# TIRES



## LTC Spivey (Apr 18, 2017)

I currently have BF Goodrich on my 67 GTO I had these tires for about 13-15 years, however I may have 6k miles on them. 1st question is this an accident waiting to happen, the tires looks new car have garage kept. Looking to get new tires, any suggestions far as brand. Running BF Goodrich P245/60 R15 on the rear and P215/65 R15 on the front. What's a good tire limited miles driving, need to look good.

Thanks
LTC Spivey


----------



## Lemans guy (Oct 14, 2014)

I use Cooper Cobra Radial GT, raised white lettering.....check Summit for good prices


----------



## HiVolts (Jan 27, 2020)

Yes 14 year old tires need to go.

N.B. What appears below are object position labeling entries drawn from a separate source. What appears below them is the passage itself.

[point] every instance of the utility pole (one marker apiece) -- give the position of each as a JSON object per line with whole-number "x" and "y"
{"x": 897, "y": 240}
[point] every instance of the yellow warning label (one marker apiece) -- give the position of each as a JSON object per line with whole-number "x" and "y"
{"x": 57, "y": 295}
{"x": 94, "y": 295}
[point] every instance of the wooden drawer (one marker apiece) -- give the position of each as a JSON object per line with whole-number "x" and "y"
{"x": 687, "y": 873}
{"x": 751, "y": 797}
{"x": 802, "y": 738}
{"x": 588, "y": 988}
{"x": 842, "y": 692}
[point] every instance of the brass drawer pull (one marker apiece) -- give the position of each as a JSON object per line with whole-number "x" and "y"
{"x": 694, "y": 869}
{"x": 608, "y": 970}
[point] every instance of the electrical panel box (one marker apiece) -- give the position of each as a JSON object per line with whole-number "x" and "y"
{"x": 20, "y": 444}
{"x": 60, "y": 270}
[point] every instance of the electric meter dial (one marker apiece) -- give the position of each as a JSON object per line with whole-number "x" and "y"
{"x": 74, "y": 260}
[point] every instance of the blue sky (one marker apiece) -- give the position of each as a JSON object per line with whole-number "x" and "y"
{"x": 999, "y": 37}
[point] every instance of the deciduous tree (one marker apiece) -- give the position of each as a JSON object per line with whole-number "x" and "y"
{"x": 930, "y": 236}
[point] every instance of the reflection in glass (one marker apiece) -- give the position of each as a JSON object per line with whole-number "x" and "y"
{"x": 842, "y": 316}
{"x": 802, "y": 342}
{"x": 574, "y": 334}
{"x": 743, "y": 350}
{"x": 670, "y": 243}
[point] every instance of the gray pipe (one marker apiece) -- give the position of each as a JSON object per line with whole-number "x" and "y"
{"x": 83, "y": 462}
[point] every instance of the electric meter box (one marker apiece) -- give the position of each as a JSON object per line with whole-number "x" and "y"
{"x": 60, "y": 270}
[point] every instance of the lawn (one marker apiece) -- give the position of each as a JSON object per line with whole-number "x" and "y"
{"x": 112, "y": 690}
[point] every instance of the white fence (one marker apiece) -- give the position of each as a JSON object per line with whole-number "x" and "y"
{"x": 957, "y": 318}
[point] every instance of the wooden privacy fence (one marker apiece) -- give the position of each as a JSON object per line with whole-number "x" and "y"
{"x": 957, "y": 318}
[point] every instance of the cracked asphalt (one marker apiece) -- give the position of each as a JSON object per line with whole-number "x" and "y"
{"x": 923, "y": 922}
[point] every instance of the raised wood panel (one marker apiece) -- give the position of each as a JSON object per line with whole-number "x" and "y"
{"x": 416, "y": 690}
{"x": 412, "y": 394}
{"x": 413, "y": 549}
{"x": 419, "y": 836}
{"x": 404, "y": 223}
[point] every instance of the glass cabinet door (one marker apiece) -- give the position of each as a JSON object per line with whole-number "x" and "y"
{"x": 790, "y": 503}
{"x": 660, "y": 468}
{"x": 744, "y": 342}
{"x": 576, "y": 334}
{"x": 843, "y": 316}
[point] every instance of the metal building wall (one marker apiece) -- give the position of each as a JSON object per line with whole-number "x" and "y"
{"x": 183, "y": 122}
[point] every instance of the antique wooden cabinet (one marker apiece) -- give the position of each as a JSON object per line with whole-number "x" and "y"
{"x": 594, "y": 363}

For piece of mind it’s best to change them. I have 15 years on mine with 4K miles and I’m currently shopping too. If they’ve lasted that long, why not go back to them? I’m debating some MT’s street SS’s since I don’t drive in rain. But also check BF G sport Comps.


----------



## pontrc (Mar 18, 2020)

I think I’m going to try the firestone wide oval radials next, currently riding on copper cobras 7 years old


----------



## HiVolts (Jan 27, 2020)

pontrc said:


> I think I’m going to try the firestone wide oval radials next, currently riding on copper cobras 7 years old



15’s?


----------



## pontrc (Mar 18, 2020)

14


HiVolts said:


> 15’s?


----------



## Wilma (May 3, 2015)

LTC Spivey said:


> I currently have BF Goodrich on my 67 GTO I had these tires for about 13-15 years, however I may have 6k miles on them. 1st question is this an accident waiting to happen, the tires looks new car have garage kept. Looking to get new tires, any suggestions far as brand. Running BF Goodrich P245/60 R15 on the rear and P215/65 R15 on the front. What's a good tire limited miles driving, need to look good.
> 
> Thanks
> LTC Spivey


I have exactly the same tire and exactly the sme problem. I'm going to replace them with Cooper Cobra's. The internet is loaded with complaints about the new BF Goodrich Radial T/A's. Apparently the raised white letters turn yellow/brown and won't return to white.


----------



## pontrc (Mar 18, 2020)

Wilma the coopers are good tires I had mine on my 72 for the last 7 years.The way I hear it that is long enough. You do not want to risk the car yourself and others with a tire failure. The only complaint I can say about them they turn a brown color when exposed to sunlight too long. I noticed this after doing car shows


----------



## Pontiac George (Mar 11, 2020)

I’m in the tire business. I‘m also an avid car collector. Tire aging debate has really bubbled up in the last 5-10 years. My opinion, if the tires aren’t visibly weather checked or showing age, I wouldn’t replace them unless I drove the car a lot. Has the car been stored inside and out of the sun and weather? If so they should be in pretty good shape. If you live and drive in a hot climate area, Arizona, Texas etc, I’d probably replace them. Heat is the enemy. If you regularly drive fast or ‘spirited’ I’d probably replace them. If you only take the car out on weekends to the local burger joint or car show, I wouldn’t replace them. BFG and Cooper are both good tires. I prefer the BFG look over the Cooper.


----------



## Shelley7 (Nov 21, 2019)

LTC Spivey said:


> I currently have BF Goodrich on my 67 GTO I had these tires for about 13-15 years, however I may have 6k miles on them. 1st question is this an accident waiting to happen, the tires looks new car have garage kept. Looking to get new tires, any suggestions far as brand. Running BF Goodrich P245/60 R15 on the rear and P215/65 R15 on the front. What's a good tire limited miles driving, need to look good.
> 
> Thanks
> LTC Spivey


I have a 69 GTO that had 15 yr old tires with 3000 miles on them. My car is always garaged and not driven in the rain. The tread looked great and basically they looked like new tires. When going on my weekly drive, my steering started to feel very shakey. I turned around and went back home. My tires looked fine so I thought something else was going on. The next day when I went down to my garage, the front drivers tire had split right in the middle of the tread. The tire literally fell apart. I learned my lesson and was very lucky. I put new BF Goodrich back on after extensive tire shopping. I had to change the size on the rear because they had quit making the size I had prior. The tire shop tried two other sizes on just so I could make sure they didn't rub and looked good. That was very helpful. I have also have 15 " wheels but smaller tires on front and slightly fatter, taller on rear. I love that look and BTW, my white lettering has never yellowed.


----------



## LTC Spivey (Apr 18, 2017)

Thanks guys


----------



## pontrc (Mar 18, 2020)

*







Just got 245 60 14s*


----------